CM Chandrashekar is a graduate of National Collage (Jayanagar), Bangalore University (B.Sc), and after graduation, he moved to the University of Oxford on a Rhodes Scholarship in 2002. At Oxford, he worked on Experimental Bose-Einstein condensates for slightly over two years and moved to the Institute for Quantum Computing / Perimeter Institute for Theoretical Physics, Canada (University of Waterloo). At Waterloo, he worked on theoretical problems in the field of quantum information theory and quantum computation and obtained a Ph.D. in the year 2009. After completing his postdoctoral tenure in Ireland and at Okinawa Institute of Science and Technology, Japan he moved to The Institute of Mathematical Sciences, Chennai as a faculty member (2015 - ). He is also the recipient of the Ramanujan Fellowship (2015) and an affiliate member at the Institute for Quantum Computing, Canada. Starting from early 2021 he has set up a quantum optics and quantum information processing laboratory at dept. of IAP and working on both, theoretical and experimental problems in the field of quantum information processing and quantum computation. He is also interested in the foundations of quantum mechanics.
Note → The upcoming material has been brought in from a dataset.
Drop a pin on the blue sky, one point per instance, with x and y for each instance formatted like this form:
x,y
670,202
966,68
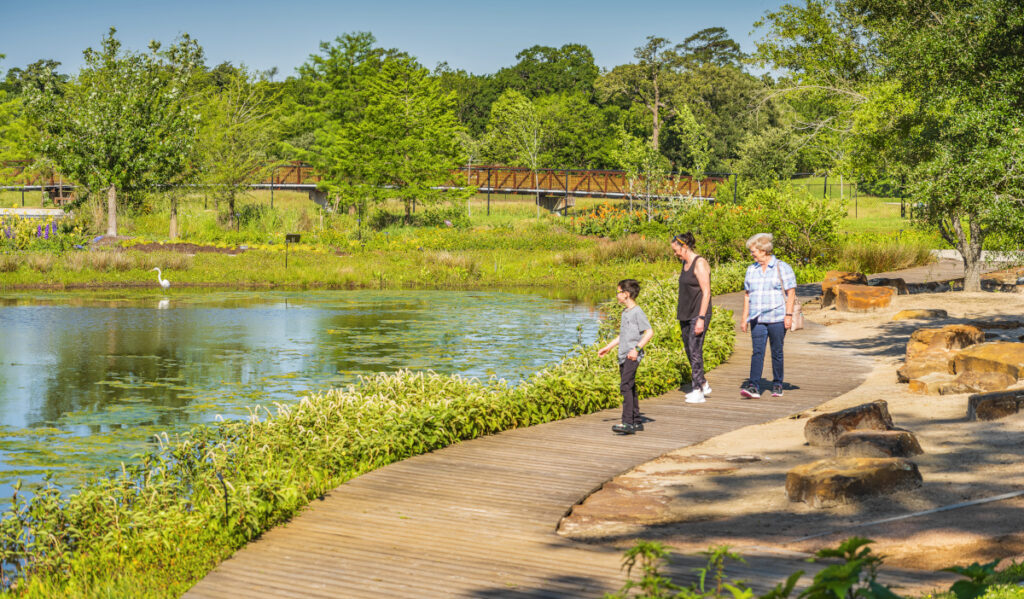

Ambarish Ghosh is an Indian scientist, a faculty member at the Centre for Nano Science and Engineering (CeNSE), Indian Institute of Science, Bangalore. He is also an associate faculty at the Department of Physics. He is known for his work on nanorobots, active matter physics, plasmonics, metamaterials and electron bubbles in liquid helium. Ambarish received the Young Career Award in Nano Science and Technology for 2017 from DST Nanomission, India. The Council of Scientific and Industrial Research, the apex agency of the Government of India for scientific research, awarded him the Shanti Swarup Bhatnagar Prize for Science and Technology for his contributions to physical sciences in 2018. He received the Prof. Ramakrishna Rao Chair Professorship from 2017-2020. He was elected as Fellow of INAE (Indian National Academy of Engineering) in 2020, Fellow of Indian Academy of Sciences (IAS) in 2023, received P. K. Iyengar Memorial Award for Excellence in Experimental Physics 2022, and the Lam Research Unlock Idea Award in 2022.
Tapajyoti Das Gupta obtained his B.Sc. and Btech in Physics and Radiophysics respectively from the University of Calcutta in 2006 and 2009. He then moved to France where he received his MSc in nanoscience from École Polytechnique (l’X) in 2012 and PhD in Condensed Matter Physics lab (PMC) from the same institute in 2015 under Prof. Thierry GACOIN and Alistair ROWE. He then joined Prof. Fabien Sorin’s Fiber Optics and Photonics Devices (FIMAP) lab in École Polytechnique Fédérale de Lausanne (EPFL) during 2015 December-2019 November. He also served in the Electrical Engineering department at the Indian Institute of Technology, Kanpur (IITK) for five months from January 2020 to May 2020, before joining the Department of Instrumentation and Applied Physics in July 2020. His research interest includes dynamic metasurfaces, optical instrumentation and soft robotics.